Here is the exact language I had in my agreements. As you can see, their is two sections, term and compensation.

3. TERM OF THE AGREEMENT

This Agreement shall commence on ____________________________ (Effective Date) for a term of one year ending on __________________________ (the ‟Contract Period”). Upon the expiration of the Contract Period, or any extension of it, the term of this Agreement will automatically be extended for a period of one year unless terminated in accordance with the following:

Notwithstanding, either party to this Agreement may terminate it by giving the other Party advance written notice by Regular Mail, of at least thirty (30) days. Notwithstanding, any termination shall be effective on the last day of a month. Association agrees that Manager shall receive all fees payable as set for in this Agreement whether or not Company is permitted to provide its services during the notice period.
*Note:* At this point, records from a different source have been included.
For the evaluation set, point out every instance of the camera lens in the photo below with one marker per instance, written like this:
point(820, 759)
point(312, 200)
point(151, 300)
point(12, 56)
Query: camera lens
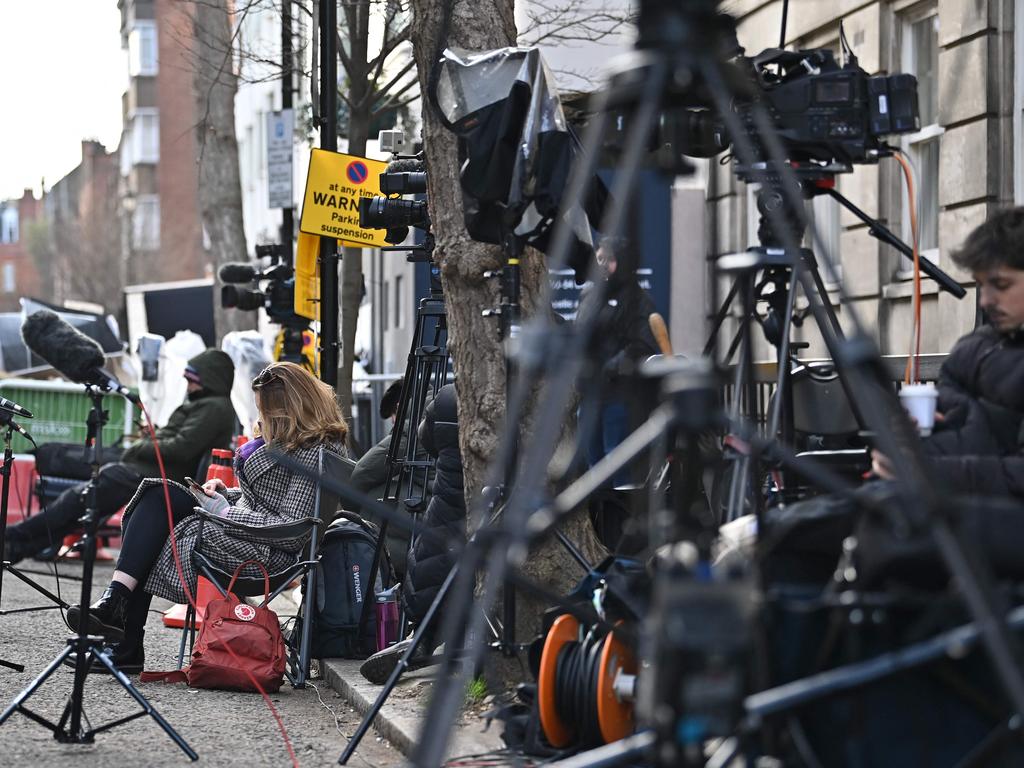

Termination shall require that more than 50% of the authorized number of Directors vote for termination at a legally noticed meeting of the Board of Directors. Any notice of termination pursuant to this Agreement must be given by the Association to Company, accomplished by a letter signed by the Secretary and President of the Association certifying that the required vote of the Directors has been obtained to terminate this Agreement pursuant to this paragraph.

Upon termination, the contracting Parties shall account to each other with respect to all matters outstanding as to the date of termination except that the final monthly operating report will be distributed within twenty (20) days after the end of the last full calendar month of management along with a final check for any operating funds of the Association. Notwithstanding, Company may hold funds required to cover any outstanding unpaid checks as reasonably required.

4. COMPENSATION

4.1 In consideration for Company's performance of the duties specified below in paragraph
6 hereof, the Association hereby agrees to pay Company a monthly fee equal to _____________________________________ ($) for the Contract Period of ______________________________. The payment referred to above shall be paid to Company on or before the first day of each month in which Company is to perform the services specified below.

4.2 The above rate(s) are subject to increases of three (3) percent annually, subject to Board approval and delivered to the Board ninety (90) days prior to the end of the fiscal year.

4.3 In addition to any consideration due and payable pursuant to paragraph 4.1 above, the
Association hereby agrees to pay the Company for the extra services incurred by the Company in connection with the performance of its duties hereunder. A description of the extra services is attached hereto as Exhibit "A" and incorporated herein by this reference. Any amounts due and payable for extra charges shall be advanced or paid on a monthly basis, at the sole discretion of the Company.